Sometimes, even though I'm just an intern, I feel like I have my fingertips on the pulse of the publishing world. It's easy to pick up on present trends. Some trends are silly, like one day, I read five queries with heroines that had the same name -- and it wasn't a normal name, either! Other trends are not so silly, and lose their unique flavor when every other query uses the same idea.
So this is a completely subjective post (like the whole industry, I guess...), and I hope it doesn't sound complain-y, especially because I'm guilty of using all of this tropes myself, but it's the run-down on what I see too much of
the high school cliche. example: the heroine isn't a nerd, but isn't popular, either; the lunchroom is split up into groups, the goths are all dressed in black, and the popular people are nasty. My thoughts: Basically, we all went to high school, and we all know what high school looks like. I would love to see those halls with new eyes, because sure, things were cliquey, but there was a lot more going on. The same old descriptions of that divided lunchroom bore me after a while. And. About the not popular, not unpopular, not pretty, not unattractive heroine: I don't know what to say, other than that she sounds like a pretty boring person to read about. Harsh? Hm.
the parent cliche. example: the hero's parents died in a car crash a year ago, or die in the opening pages in a traumatic car accident, or died in a car accident when the hero was little, or ... My thoughts: This is a tricky issue. Obviously grief is a horrible and painful subject, and I don't want to be callous about it. Especially because one of my friends was just in a serious car accident, and especially because these things happen -- and hurt. But when this shows up all the time, everywhere, in nearly every hero's painful past, it makes me wonder if grief is maybe the easiest roadblock for a writer to throw up in her character's face? Maybe it's harder to write about the struggles and pains that don't come from some past trauma, but from just being a human, and so we fall back on more tangible, more explainable scarred histories. Or maybe we are so terrified and intrigued by death and its mysteries that we write about it obsessively. Either way, I think I've seen too much of it.
the new town cliche. example: after traumatic occurrence, heroine is sent/is forced/decides to move to a new town to start over. usually a small town. My thoughts: The funny thing is that I'm totally guilty of using this one in The Inbetween, and I still think it's a great idea. It promptly sets the heroine up with a bunch of conflict and uncertainty, plenty of new characters to meet as the reader meets them, and an easy mystery for the readers to solve (why did the heroine move??) -- but the sad truth is that every other query uses it. Not an exaggeration.

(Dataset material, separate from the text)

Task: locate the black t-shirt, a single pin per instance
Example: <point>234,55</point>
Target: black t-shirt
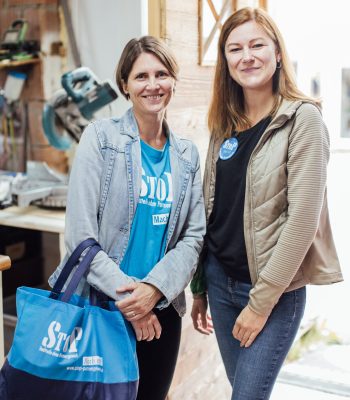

the snark cliche. I'm talking about voice here. I like snarky humor and sarcasm, but, like the grief thing, I wonder if snark is a fallback voice, an easy way to make the heroine sound unique without trying too hard. Because not a huge number of people are constantly snarky (at least, not a huge number of people I know), but it seems like a huge number of fictional characters are. Snark is easy because it has an instant fingerprint, an instant cadence and an instant character that forms beneath it. But the easy is often overused. Other voices, voices that use other types of humor and other ways of describing things, might be more difficult to shape, but sound a lot fresher and, ultimately, more unique.
Thoughts? Disagreements? More cliches?